I often lie there and wonder what can they tell about me from body.  They can’t see, but can only feel, smell and sense. …could she smell that I was a bit moist (tee hee) under the pits?

I drove home, had a shower and took myself out for a mojito to celebrate that I am in fact here in HCMC.  A date night with myself over some dinner and a cocktail, so on went the lips and my favourite leg skins from Courage my Love.

No hair dryer, so I just use the ceiling fan on ‘high’ – boom! #creative
My ‘Courage My Love’ leg skins

I decided to give myself the day ‘off’ on Thursday to edit, go to the (correct) market and have a bit of me time.

THURSDAY

I slept in till about 9.  Ate my chia, yoghurt and passionfruit that I had prepared the night before (so virtuous!)  Walked to my local coffee shop (Kujuz), its only 3 doors down and coffee is $2!  I listened to music, chatted to Ash and Emma, did some editing, spoke to my Liam and wrote a haiku in the visitor book.

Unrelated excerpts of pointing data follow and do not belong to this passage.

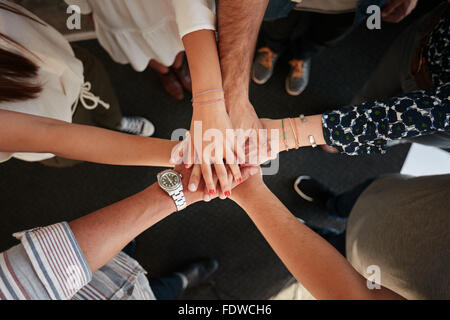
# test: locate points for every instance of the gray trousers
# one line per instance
(393, 76)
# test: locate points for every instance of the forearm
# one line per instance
(312, 261)
(102, 234)
(203, 58)
(26, 133)
(295, 133)
(238, 27)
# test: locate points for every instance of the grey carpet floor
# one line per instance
(33, 195)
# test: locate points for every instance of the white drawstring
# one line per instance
(87, 95)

I then went to the (correct fabric market) with my awesome navigationing skills.

Afternoon tea.  Watermelon and some coconut rice paper wrap thing
Waiting at the lights

Another moment that stuck with me.  The tube is a sign to say that they help you with your bike, so if you need air in your tyres or you get a puncture etc, you pull over and see these people.

If you look closely you will see two people (a man and a woman) under the red lines.  I think there ar grandma and grandad.  They both appear to have dementia.  She is tied to her chair so she can’t get, but he ambles around (his shirt is off).  He is frail and has a lost look on his face.  How he doesn’t walk into the traffic I do not know.

I struggle often when I see this kind of stuff.  I have given money to people (usually when there aren’t too many other people round to see), but I literally spent my last $20 on fabric samples….We have it SO lucky!

Tonights ‘House of Sharon’ beauty treatment is brought to you buy Coconut oil, fresh limes and random fruit.

#duckface

Thanks for reading! Thanks for being part of my life, for sharing my page, liking my photos, dresses and perhaps thinking I’m alright too.